2019 Newport Architectural Symposium: The History and Architecture of Newport's Point
This year’s Newport Architectural Symposium took place this past Saturday, May 25. The topic selected for the Symposium was “The Architecture and History of Newport’s Point Neighborhood.” There are really no areas of Newport that have a full spectrum of buildings from each period of the city’s architectural development. From the tiny gambrel saltbox houses like Pineapple House to Stick Style mansions of the mid‐Nineteenth Century like Villa Marina to large Queen Anne revival shingle style houses built in the last decade on Washington Street, the Point is rich in architectural history.

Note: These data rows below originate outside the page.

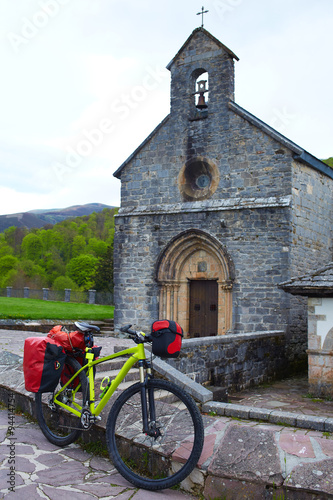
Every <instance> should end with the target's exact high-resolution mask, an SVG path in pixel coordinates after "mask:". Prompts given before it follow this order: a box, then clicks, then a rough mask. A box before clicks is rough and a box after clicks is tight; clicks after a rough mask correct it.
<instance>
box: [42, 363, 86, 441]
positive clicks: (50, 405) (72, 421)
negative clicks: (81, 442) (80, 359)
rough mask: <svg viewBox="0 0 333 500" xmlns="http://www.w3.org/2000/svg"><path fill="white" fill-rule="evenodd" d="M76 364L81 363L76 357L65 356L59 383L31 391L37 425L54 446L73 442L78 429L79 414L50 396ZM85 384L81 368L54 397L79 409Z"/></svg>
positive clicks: (74, 369)
mask: <svg viewBox="0 0 333 500" xmlns="http://www.w3.org/2000/svg"><path fill="white" fill-rule="evenodd" d="M80 368H81V365H80V363H79V362H78V361H76V359H74V358H71V357H70V356H67V357H66V360H65V365H64V369H63V371H62V374H61V378H60V381H59V384H58V386H57V387H56V388H55V390H54V391H53V392H46V393H42V394H41V393H36V395H35V402H36V413H37V420H38V423H39V426H40V428H41V430H42V432H43V434H44V436H45V437H46V438H47V439H48V440H49V441H50V442H51V443H53V444H55V445H56V446H67V445H68V444H70V443H73V442H74V441H76V439H77V438H78V437H79V436H80V434H81V432H82V430H81V419H80V417H76V416H75V415H73V414H72V413H70V411H68V410H65V409H64V408H62V407H61V406H59V405H58V404H57V403H56V401H55V400H54V396H55V394H57V392H58V391H60V389H61V387H62V385H64V382H66V381H67V380H69V378H71V377H72V376H73V375H74V373H76V372H77V371H78V370H79V369H80ZM87 388H88V382H87V376H86V374H85V373H84V372H83V371H82V372H81V373H79V375H77V376H76V378H75V379H73V382H71V384H70V385H69V386H67V387H66V389H64V390H63V391H61V392H60V394H59V395H58V396H57V397H58V399H59V400H60V401H61V402H63V403H65V404H66V405H67V406H70V407H72V408H75V409H76V410H78V411H81V410H82V408H83V406H84V404H85V401H86V398H87Z"/></svg>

After a continental breakfast, three lectures of about 40 minutes each were delivered on topics thematic to the symposium. The first lecture led by Ross Cann, an architect and historian teaching at Salve Regina, covered the architectural history of the neighborhood and provided main characteristics of each of the various building styles present in the Point. The second lecture delivered by Trudy Coxe, the Executive Director of the Preservation Society of Newport County (PSNC), discussed the history of the preservation of Hunter House and how this event was critical to the creation of the PSNC. The last lecture delivered by Lisa Stuart, the archivist of the Point Association, was on the subject of Operation Clapboard and how the preservation of a group of Colonial houses in the 1960’s attracted the attention of Doris Duke and led to the creation of the Newport Restoration Foundation. After a catered lunch the group divided into three groups to tour about 20 buildings and structures in the Point neighborhood that have been important to the area’s architectural history and economic development. At the end of the tours the participants gathered in a Point mansion to enjoy a late afternoon closing reception overlooking the water.
The Point neighborhood was cut in half in the 1970’s by the construction of America’s Cup boulevard and has the feeling today of an enclave, protected to a large degree from the tourist hustle and bustle of the rest of downtown Newport.